なお、ウイルス対策ソフトを導入する際には、必ず最新バージョンのものをインストールしましょう。マルウェアは日々進歩するため、古い対策が通用しないことも珍しくありません。定期的なバージョンアップやメンテナンスを欠かさないようにしましょう。

不審なメールやURLやファイルは開かない

2つ目の対策方法は、「不審なメールやURLは開かない」ことです。攻撃者は、マルウェアへの感染や不正アクセスの準備として、メールにマルウェアを添付したり、罠を仕掛けたサイトURLへと誘導したりします。

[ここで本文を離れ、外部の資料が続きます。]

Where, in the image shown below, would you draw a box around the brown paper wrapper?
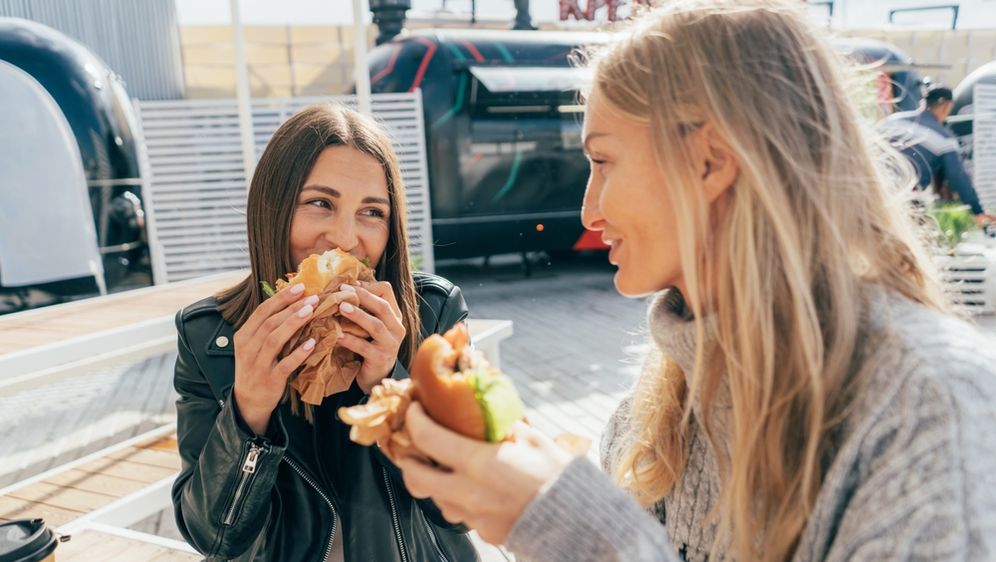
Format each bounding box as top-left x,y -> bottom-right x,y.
283,262 -> 374,406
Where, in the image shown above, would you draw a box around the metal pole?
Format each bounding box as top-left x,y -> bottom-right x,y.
228,0 -> 256,191
353,0 -> 371,115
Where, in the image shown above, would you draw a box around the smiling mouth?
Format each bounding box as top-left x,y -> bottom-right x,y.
603,236 -> 622,265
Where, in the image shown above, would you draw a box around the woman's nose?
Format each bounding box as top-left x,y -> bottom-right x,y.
325,220 -> 360,252
581,178 -> 605,230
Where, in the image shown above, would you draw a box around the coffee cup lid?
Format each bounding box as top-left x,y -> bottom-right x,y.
0,519 -> 59,562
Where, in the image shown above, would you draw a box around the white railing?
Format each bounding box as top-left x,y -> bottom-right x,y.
136,91 -> 434,284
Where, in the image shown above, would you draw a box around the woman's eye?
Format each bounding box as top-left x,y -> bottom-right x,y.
360,208 -> 387,219
305,199 -> 332,209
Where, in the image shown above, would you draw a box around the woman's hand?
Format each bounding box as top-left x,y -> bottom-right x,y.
232,283 -> 318,435
336,281 -> 406,394
397,403 -> 571,544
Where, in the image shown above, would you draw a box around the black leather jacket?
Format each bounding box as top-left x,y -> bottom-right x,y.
173,273 -> 478,562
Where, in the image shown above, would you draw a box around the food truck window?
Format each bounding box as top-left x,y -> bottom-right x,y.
460,67 -> 590,214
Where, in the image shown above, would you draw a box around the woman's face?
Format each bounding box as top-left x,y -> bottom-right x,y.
581,91 -> 684,297
290,146 -> 392,267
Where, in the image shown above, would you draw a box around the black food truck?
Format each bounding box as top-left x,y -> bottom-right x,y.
369,29 -> 610,259
0,18 -> 151,306
369,29 -> 921,259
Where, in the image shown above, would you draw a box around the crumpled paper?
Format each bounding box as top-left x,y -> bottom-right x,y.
338,379 -> 428,461
283,261 -> 374,406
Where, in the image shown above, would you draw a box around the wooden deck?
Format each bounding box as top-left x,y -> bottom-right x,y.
0,428 -> 180,527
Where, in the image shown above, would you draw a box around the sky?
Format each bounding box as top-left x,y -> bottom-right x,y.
176,0 -> 996,29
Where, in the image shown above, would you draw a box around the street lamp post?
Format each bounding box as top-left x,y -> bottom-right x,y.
370,0 -> 412,45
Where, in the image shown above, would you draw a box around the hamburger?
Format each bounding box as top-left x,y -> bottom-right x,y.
338,323 -> 525,457
263,248 -> 374,406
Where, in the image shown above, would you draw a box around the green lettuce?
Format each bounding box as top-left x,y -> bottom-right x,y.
465,369 -> 526,443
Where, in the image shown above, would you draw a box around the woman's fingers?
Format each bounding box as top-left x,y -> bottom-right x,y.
255,295 -> 318,358
405,402 -> 498,477
335,334 -> 388,361
343,282 -> 405,334
339,302 -> 394,341
357,281 -> 401,318
273,338 -> 316,382
236,283 -> 304,340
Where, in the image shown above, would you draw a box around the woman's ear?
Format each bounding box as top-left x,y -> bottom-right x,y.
695,123 -> 740,203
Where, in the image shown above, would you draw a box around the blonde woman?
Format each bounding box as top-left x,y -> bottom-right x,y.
400,0 -> 996,562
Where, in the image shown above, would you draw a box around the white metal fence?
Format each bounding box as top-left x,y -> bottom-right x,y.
137,91 -> 433,284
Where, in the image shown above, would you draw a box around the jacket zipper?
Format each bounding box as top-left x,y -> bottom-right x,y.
284,455 -> 339,562
380,467 -> 408,562
418,508 -> 449,562
224,441 -> 265,527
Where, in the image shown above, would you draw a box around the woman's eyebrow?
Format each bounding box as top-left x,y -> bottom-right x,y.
301,184 -> 342,197
301,184 -> 391,207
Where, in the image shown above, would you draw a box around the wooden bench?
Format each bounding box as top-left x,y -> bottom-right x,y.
0,424 -> 201,562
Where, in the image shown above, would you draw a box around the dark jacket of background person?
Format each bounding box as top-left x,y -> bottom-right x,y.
881,108 -> 983,215
173,273 -> 478,562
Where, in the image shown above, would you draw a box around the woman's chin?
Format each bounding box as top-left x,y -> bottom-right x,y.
612,268 -> 657,299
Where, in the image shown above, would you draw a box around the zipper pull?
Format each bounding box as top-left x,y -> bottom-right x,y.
242,443 -> 263,474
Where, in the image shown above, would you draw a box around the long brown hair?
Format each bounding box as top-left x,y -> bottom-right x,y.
217,103 -> 421,367
591,0 -> 946,561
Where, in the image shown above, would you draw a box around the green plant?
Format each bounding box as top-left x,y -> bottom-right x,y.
930,203 -> 976,248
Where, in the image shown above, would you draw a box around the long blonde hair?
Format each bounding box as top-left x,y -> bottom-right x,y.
588,0 -> 946,560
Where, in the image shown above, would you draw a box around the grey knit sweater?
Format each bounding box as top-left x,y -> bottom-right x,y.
506,287 -> 996,562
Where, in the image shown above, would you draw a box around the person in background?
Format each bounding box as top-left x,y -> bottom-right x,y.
388,0 -> 996,562
879,84 -> 996,226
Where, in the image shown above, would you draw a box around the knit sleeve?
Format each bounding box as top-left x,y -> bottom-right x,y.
598,396 -> 633,475
506,457 -> 678,562
816,365 -> 996,561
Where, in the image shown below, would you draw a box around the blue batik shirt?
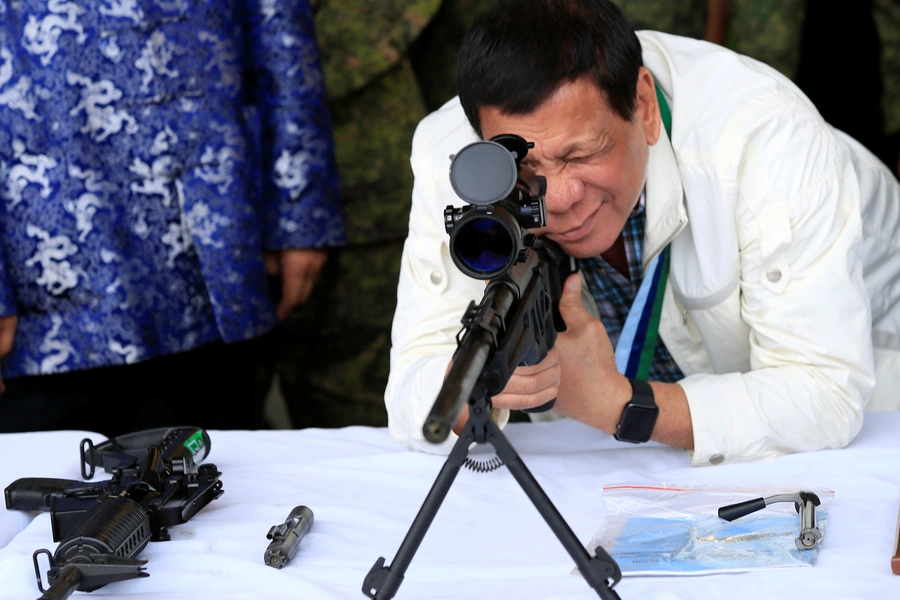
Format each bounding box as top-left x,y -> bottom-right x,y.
577,197 -> 684,383
0,0 -> 344,377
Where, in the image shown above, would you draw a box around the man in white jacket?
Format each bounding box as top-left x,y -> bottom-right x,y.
385,0 -> 900,465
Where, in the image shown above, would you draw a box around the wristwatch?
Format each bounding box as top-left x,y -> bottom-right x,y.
615,379 -> 659,444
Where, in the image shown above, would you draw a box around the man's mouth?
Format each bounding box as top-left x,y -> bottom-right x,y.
553,207 -> 600,244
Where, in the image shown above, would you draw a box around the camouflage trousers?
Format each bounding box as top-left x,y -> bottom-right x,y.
267,241 -> 403,429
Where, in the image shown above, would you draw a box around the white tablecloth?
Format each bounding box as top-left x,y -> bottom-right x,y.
0,413 -> 900,600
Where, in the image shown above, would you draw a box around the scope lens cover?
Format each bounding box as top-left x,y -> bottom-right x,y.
450,141 -> 518,206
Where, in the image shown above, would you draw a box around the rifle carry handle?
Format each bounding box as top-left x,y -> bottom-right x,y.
3,477 -> 89,511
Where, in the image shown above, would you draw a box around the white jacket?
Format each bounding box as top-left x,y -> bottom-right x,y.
385,32 -> 900,465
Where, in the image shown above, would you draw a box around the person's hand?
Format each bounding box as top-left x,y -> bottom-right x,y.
265,248 -> 328,320
553,274 -> 632,433
491,346 -> 561,410
0,315 -> 19,394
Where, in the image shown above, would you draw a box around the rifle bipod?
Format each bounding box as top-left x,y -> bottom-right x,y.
362,396 -> 622,600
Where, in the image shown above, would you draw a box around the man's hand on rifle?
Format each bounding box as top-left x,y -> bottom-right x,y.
554,274 -> 632,433
0,315 -> 19,394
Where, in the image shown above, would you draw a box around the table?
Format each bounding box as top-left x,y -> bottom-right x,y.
0,413 -> 900,600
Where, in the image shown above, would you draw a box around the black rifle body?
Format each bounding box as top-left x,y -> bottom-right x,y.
423,236 -> 573,443
4,427 -> 223,600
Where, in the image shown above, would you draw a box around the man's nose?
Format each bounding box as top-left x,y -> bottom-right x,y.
544,176 -> 584,214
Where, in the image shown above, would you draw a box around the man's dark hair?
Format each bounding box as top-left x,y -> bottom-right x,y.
457,0 -> 643,135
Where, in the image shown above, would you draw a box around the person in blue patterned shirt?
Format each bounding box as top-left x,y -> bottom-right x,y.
0,0 -> 344,435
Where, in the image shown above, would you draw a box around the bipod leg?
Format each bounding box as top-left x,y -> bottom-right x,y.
363,417 -> 475,600
486,421 -> 622,600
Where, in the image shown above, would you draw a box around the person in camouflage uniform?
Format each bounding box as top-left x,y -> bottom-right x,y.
269,0 -> 441,428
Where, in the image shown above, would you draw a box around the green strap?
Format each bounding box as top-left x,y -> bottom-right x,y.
636,83 -> 672,381
653,82 -> 672,140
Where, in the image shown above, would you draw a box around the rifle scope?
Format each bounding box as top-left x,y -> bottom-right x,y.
444,134 -> 547,279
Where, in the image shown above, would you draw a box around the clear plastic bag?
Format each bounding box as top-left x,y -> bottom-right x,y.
588,486 -> 834,575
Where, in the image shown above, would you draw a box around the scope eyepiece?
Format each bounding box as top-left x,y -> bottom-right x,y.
444,134 -> 547,279
450,205 -> 523,279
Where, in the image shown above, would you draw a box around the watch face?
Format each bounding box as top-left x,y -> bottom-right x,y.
616,404 -> 659,442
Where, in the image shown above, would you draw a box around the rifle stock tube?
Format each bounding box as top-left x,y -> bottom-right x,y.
422,282 -> 517,444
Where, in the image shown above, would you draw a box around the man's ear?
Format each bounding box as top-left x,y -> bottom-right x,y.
634,67 -> 662,146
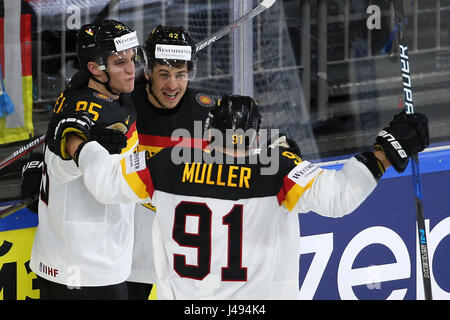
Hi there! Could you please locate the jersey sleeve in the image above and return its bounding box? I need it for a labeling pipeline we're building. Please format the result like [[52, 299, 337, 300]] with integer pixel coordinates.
[[282, 157, 377, 217], [78, 141, 154, 204]]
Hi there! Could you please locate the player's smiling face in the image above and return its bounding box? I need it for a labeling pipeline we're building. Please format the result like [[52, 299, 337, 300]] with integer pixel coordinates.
[[150, 63, 188, 109]]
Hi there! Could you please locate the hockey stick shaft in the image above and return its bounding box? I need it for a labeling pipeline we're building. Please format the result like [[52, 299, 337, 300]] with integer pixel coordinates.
[[195, 0, 276, 53], [394, 0, 433, 300], [0, 135, 45, 170]]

最近では、メールを用いた攻撃が巧妙になりつつあります。以前のように、不審なものと分かりやすいメールだけでなく、正規のメールと誤認させる仕組みが使われています。関係者を装って標的を絞る標的型メールを使ったり、正規のサイトに限りなく似たフィッシングサイトやダウンロードサイトへ誘導したりする例が多数報告されています。

メールの扱いやWebサイトの閲覧には注意が必要です。従業員へのセキュリティ教育を強化しておきましょう。また、IPAなどが発表しているフィッシングメールや標的型メールの事例を日々チェックし、企業全体で共有しておくことがおすすめです。

ファイアーウォールを導入する

3つ目の対策は、ファイアーウォールの導入です。ファイアーウォールとは、企業のネットワークへのアクセスをチェックし、危険な通信を遮断する仕組みのことで、不正アクセスを防ぐための基本的な対策の1つです。企業で使われるファイアーウォールは、社内LANとインターネットの間に設置し、インターネットを通じた不正アクセスを排除します。

近年では、Webアプリケーションを保護するファイアーウォール「WAF(Web Application Firewall)」も普及しています。WAFはWebアプリケーションへの通信をチェックし、攻撃性の高い通信を遮断してくれす。Webサイト、Webアプリを利用している小売業の方は、ファイアーウォールだけでなくWAFの導入も合わせて検討すると良いでしょう。

まとめ

この記事では、小売業へのサイバー攻撃について解説しました。近年、サイバー攻撃による情報漏洩の件数は、各業種の中で小売業が最も多くなっています。ECサイトなどを運営している小売業は、特に注意しなければなりません。

小売業は扱う情報の量が多く、ランサムウェアによる身代金支払い要求にも応じやすいといった特徴があり、サイバー攻撃の被害に遭いやすい業種です。マルウェア対策ソフトのインストールや社員へのセキュリティ教育など、厳重な対策を実施しなければなりません。

小売業のセキュリティ対策は、セキュリティ専門家がいないため手薄になりがちです。運営しているECサイトのセキュリティチェックや、ファイアーウォールやWAFの導入など、専門的な対策が必要な場合はセキュリティベンダーに相談することをおすすめします。